/valet

Job queuing service and async task runner.

Primary LanguageGoMIT LicenseMIT

Valet

CI codecov Go Report Card Go Reference License

Stateless Go server responsible for running tasks asynchronously and concurrently.

Overview

At its core, valet is a simple job queuing system and an asynchronous task runner. A task is a user-defined func that is run as a callback by the service.

Job

The implementation uses the notion of job, which describes the work that needs to be done and carries information about the task that will run for the specific job. User-defined tasks are assigned to jobs. Every job can be assigned with a different task, a JSON payload with the data required for the task to be executed, and an optional timeout interval. Jobs can be scheduled to run at a specified time or instantly.

After the tasks have been executed, their results along with the errors (if any) are stored into a storage system.

Pipeline

A pipeline is a sequence of jobs that need to be executed in a specified order, one by one. Every job in the pipeline can be assigned with a different task and parameters, and each task callback can optionally use the results of the previous task in the job sequence.
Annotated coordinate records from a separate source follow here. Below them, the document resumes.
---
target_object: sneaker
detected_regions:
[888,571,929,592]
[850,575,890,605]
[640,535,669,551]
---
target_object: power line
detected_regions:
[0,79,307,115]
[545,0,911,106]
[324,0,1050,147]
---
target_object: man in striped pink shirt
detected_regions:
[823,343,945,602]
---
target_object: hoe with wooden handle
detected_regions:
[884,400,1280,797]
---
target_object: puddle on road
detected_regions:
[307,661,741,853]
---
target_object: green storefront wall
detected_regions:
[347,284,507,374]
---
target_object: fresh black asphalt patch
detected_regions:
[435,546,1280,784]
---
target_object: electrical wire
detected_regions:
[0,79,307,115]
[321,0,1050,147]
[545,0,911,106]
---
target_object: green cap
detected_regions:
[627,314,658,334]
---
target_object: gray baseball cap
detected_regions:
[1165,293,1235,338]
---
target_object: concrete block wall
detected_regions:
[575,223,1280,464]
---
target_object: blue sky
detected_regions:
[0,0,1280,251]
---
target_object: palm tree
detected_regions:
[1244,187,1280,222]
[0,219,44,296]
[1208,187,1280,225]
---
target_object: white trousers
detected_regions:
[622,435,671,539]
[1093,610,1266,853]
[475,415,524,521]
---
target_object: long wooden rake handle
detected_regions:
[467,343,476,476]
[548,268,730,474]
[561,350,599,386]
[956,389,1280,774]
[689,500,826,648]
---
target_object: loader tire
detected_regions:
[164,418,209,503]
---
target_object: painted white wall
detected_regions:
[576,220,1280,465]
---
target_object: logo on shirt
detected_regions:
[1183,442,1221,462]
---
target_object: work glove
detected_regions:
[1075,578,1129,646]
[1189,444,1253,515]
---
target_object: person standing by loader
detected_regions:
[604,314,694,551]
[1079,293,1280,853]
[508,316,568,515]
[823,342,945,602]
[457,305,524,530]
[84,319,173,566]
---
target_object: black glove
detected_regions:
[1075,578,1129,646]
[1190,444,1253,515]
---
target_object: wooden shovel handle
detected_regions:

A pipeline can also be scheduled to run sometime in the future, or immediately.

Architecture

Your callback functions can live in any repo and should be registered to your own build of valet. To unlock this level of flexibility, the service is provided as a Go pkg rather than a cmd, enabling the task registration before building the executable.

Internally, the service consists of the following components.
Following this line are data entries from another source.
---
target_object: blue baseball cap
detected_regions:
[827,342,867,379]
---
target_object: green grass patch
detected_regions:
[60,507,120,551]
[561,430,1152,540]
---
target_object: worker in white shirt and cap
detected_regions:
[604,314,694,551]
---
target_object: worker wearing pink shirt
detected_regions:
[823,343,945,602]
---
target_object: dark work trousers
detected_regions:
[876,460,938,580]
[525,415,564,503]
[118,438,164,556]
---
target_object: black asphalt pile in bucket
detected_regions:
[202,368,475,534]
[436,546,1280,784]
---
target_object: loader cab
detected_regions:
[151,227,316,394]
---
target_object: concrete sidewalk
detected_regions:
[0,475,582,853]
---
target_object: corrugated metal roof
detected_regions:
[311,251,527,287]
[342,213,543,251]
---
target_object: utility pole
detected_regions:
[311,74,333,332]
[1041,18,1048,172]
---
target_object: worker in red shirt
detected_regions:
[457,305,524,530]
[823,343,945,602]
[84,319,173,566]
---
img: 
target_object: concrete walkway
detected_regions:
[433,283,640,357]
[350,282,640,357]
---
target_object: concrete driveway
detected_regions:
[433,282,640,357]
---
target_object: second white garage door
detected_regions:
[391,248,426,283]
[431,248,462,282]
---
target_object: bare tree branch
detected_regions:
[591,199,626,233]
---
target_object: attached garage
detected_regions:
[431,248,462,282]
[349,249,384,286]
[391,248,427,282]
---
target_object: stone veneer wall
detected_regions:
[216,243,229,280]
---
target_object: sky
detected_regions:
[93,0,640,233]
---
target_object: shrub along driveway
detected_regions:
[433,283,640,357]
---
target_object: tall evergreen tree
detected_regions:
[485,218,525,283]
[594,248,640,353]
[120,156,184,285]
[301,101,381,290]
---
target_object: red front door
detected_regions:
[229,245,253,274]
  • Server - Exposes a RESTful API to enable communication with external services.
  • Job queue - A FIFO queue that supports the job queuing mechanism of the service.
  • Scheduler - Responsible for dispatching the jobs from the job queue to the worker pool and of course for scheduling the tasks for future execution.
  • Worker pool - A number of available go-routines, responsible for the concurrent execution of the jobs.
  • Storage - The storage system where jobs and their results persist.

The design intends to follow the hexagonal architecture pattern and to support modularity and extendability.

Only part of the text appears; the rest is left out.